“Big Daddy” Don Garlits has always been an innovator, and has always liked going fast.
At 82, he is still involved in creating the next generation of high-powered race cars and is still gutsy enough to strap into a dragster and blast down a race track in pursuit of speed and time records.
Garlits on Wednesday was at the Bradenton Motorsports Park in eastern Manatee County testing his new SR-37 “Quest for 200 MPH on Batteries” dragster.
SR stands for “Swamp Rat,” the moniker given for years to each incarnation of Garlits' racers. The vehicle was designed to be the first battery-electric dragster to exceed 200 mph on a quarter-mile strip.
Donna Garlits, the youngest of Don's two daughters, and the general manager and chief financial officer of the Don Garlits Museum of Drag Racing Inc. south of Ocala, said that her father did set two new world records—184.01 mph for speed and 7.25 for elapsed time.
She said the former world records were 156 mph and 7.95 ET.
Everyone considered the day of testing a success. She said Garlits made four runs, but on two of them “the batteries shut off, which blew a fuse and activated a governor that powers it off.”
On the final run, the parachute did not deploy and Garlits ran off the end of the dragstrip.
“We were screaming, 'It didn't come out, it didn't come out!” she said. “I saw it run off the track and there was a puff of smoke. It went through a fence and wound up in a recently plowed field. I was crying. My son, who is part of the crew, was distraught because he's a father figure to him.”
When the crew got to the car, Garlits' first words were: “I guess I need a tow rope.”
“He was cool as a cucumber,” his daughter said.
The car's team hopes to set the 200-mph speed mark this year to coincide with the 50th anniversary of Garlits' historic first official 200-mph pass in 1964, in a top-fuel dragster.
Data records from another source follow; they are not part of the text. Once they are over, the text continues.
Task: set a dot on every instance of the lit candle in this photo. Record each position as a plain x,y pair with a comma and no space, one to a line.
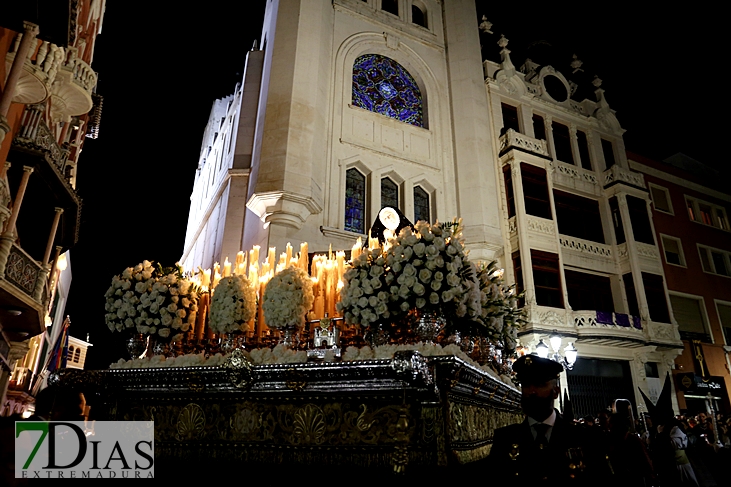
319,301
373,243
340,259
337,298
226,268
304,255
355,251
254,255
254,275
216,278
200,323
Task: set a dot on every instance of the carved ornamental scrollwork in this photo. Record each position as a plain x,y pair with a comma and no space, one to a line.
412,366
239,369
617,174
647,250
586,246
576,173
22,271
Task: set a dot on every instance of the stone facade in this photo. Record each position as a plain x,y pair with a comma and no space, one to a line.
540,177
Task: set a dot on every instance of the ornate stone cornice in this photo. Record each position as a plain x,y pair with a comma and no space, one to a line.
283,207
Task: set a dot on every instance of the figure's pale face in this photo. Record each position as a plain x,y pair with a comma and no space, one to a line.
389,218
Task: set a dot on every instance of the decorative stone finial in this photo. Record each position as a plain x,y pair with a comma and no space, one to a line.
485,25
505,62
576,64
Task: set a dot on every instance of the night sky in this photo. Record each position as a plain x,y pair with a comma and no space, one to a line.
160,69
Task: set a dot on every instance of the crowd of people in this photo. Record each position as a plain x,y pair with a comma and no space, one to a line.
665,451
612,447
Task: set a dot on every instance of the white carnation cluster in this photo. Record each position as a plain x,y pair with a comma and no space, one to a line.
287,298
141,300
500,317
426,270
364,299
233,305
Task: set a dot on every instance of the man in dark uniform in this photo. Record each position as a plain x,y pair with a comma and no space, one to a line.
544,448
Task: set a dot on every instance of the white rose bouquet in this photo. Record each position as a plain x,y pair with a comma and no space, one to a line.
500,318
287,298
124,296
428,270
364,298
159,302
233,305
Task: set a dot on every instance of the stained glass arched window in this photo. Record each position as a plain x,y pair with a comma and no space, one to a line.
355,198
389,193
383,86
421,205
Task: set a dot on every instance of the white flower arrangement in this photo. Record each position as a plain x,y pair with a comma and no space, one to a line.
156,302
287,298
428,270
233,305
500,317
364,298
123,296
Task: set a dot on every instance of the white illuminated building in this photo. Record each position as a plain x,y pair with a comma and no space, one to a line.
540,179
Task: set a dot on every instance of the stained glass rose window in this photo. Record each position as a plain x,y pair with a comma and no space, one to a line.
383,86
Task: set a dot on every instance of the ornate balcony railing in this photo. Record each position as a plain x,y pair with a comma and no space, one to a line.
586,246
34,134
515,140
34,85
575,173
541,225
606,319
21,380
617,174
26,274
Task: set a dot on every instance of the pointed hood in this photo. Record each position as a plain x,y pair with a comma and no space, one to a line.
663,410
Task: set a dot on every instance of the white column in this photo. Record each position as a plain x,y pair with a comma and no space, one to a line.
8,237
548,120
29,36
634,260
52,235
574,145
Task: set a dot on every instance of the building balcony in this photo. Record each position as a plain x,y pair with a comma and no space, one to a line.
38,75
72,92
23,293
585,253
515,140
617,174
35,146
21,380
601,328
568,176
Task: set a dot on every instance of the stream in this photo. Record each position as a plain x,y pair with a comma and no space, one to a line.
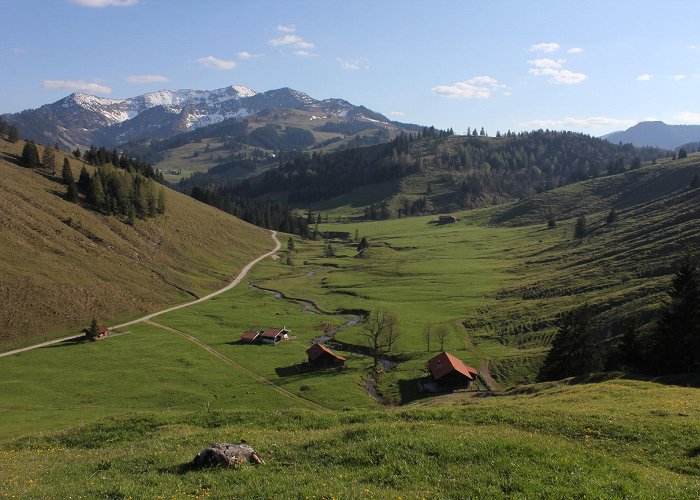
310,307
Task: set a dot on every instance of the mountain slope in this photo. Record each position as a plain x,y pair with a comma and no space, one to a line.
657,134
83,120
62,263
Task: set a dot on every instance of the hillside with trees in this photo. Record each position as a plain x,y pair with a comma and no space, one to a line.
81,240
434,171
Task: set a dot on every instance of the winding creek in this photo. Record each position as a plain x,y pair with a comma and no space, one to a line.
310,307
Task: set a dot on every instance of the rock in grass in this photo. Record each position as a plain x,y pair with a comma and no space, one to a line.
226,455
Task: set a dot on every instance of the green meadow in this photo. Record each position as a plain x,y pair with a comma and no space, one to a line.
123,417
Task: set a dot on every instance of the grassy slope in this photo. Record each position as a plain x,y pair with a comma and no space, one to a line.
611,440
63,263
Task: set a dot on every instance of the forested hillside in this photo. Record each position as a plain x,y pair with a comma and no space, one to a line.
430,172
66,260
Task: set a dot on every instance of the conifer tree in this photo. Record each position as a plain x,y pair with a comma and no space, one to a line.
13,134
575,348
48,159
677,332
695,183
581,229
83,180
30,155
69,181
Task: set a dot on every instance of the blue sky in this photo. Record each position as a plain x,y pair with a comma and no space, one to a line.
593,66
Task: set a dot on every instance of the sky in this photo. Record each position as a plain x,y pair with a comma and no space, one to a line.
589,66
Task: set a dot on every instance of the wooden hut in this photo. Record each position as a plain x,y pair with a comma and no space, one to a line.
321,356
274,335
250,336
102,332
451,372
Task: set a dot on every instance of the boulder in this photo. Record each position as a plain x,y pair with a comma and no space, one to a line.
226,455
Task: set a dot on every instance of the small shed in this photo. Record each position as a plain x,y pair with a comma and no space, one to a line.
321,356
452,372
274,335
102,332
250,336
446,219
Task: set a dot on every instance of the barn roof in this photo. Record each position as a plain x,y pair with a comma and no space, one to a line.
317,350
445,363
250,335
273,332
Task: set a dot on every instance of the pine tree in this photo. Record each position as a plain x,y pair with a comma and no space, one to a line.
575,348
83,180
69,181
30,155
695,183
161,201
13,134
48,159
581,229
676,337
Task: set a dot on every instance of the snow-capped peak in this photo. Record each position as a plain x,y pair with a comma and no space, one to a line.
243,91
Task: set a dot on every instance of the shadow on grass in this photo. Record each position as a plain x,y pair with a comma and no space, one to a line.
67,343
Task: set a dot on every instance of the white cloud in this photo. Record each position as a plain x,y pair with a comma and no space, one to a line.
294,40
547,63
478,87
146,78
553,68
244,54
105,3
76,86
352,64
593,122
304,53
212,62
286,28
687,117
545,47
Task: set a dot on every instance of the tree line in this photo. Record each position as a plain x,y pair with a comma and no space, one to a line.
672,345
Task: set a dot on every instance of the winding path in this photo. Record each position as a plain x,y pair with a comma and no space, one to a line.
148,317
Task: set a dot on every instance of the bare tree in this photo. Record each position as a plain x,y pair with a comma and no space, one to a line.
380,330
428,333
441,334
Many things have changed in those 50 years. Garlits went on to set a long list of records and amassed a number of championship titles. The innovations he implemented after an explosion in a rear-engine dragster nearly killed him and claimed part of his right foot in the early 1970s led to a radical change in the way top fuel cars were configured, and in much-improved driver safety.
Garlits again is in the forefront of change.
Randy Cannon, the Las Vegas-based media manager for the project, said the team will still try for the 200-mph record as soon as possible.
“That will depend on Don's schedule. He's busier than everyone; at his age,” Cannon said.